Sometimes, I will read the ‘daily prompt’ and decide it is completely irrelevant and go looking for something else to write about. Other times, I will know what I would like to write and just go for it. Today however, the prompt made my heart skip a beat and think about whether I really should post what I am about to write. However, I have decided, as what happened has been retold many times over the last thirty years, and as long as I don’t share personal details, I think my parents will be okay with it.
Today’s prompt is as follows:
Write about your first name: Are you named after someone or something? Are there any stories or associations attached to it? If you had the choice, would you rename yourself?
Originally, the plan was to name me after my Dad’s Grandmother Louisa, or perhaps, to shorten it to Louise; I can’t remember which. However, nothing went to plan, as my mother was taken ill 3 months before I was due. My heartbeat was dropping so they had to get me into this world, even though survival at that stay of gestation was almost unheard of 30 years ago. I was born on the 18th of April and rushed to the special care baby unit.

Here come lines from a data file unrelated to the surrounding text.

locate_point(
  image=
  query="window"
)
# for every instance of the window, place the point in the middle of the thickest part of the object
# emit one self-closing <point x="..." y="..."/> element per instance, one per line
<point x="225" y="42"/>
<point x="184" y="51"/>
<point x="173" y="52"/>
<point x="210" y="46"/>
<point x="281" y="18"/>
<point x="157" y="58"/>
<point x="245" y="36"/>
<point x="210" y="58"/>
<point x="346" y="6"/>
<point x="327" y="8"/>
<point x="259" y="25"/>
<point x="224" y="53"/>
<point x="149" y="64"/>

Both my mother and I were on life support and very ill. Three times while my mother was ill, she told my Dad what my name should be: Jacqueline. My Dad went and registered my name after this, as he thought my Mum had asked. Much to his surprise, when my Mum woke, she couldn’t remember anything about this, and did not know how i had got my name. Their only conclusion? My name must have come from God.
To this day, I do not really know why God gave me my name, although someone once suggested it may have been because I am an original, and to name me after someone else would not have made me unique. Perhaps there is some truth in that I don’t know. I do know that I once hurt my Mum very much because i told her I didn’t like my name. This is something I very much regret. My Gran once brought me a framed picture of my name, drawn/written in calligraphy, from her holidays. That picture lived in a cupboard for a few years while I did the teenage thing of throwing a strop; in my case over my name. However, when my parents were organising their belongings in time for moving house last year, I asked them if they could bring the picture with them and hang it up on the wall for me. I don’t know if they were surprised or not. Now, I rather like the idea of having a name no one else in my family has. Additionally, no one else out there who is also called Jacqueline will have be given their name the way I was given mine. It makes me feel loved, and special. Though I once would have changed it, now, no way!!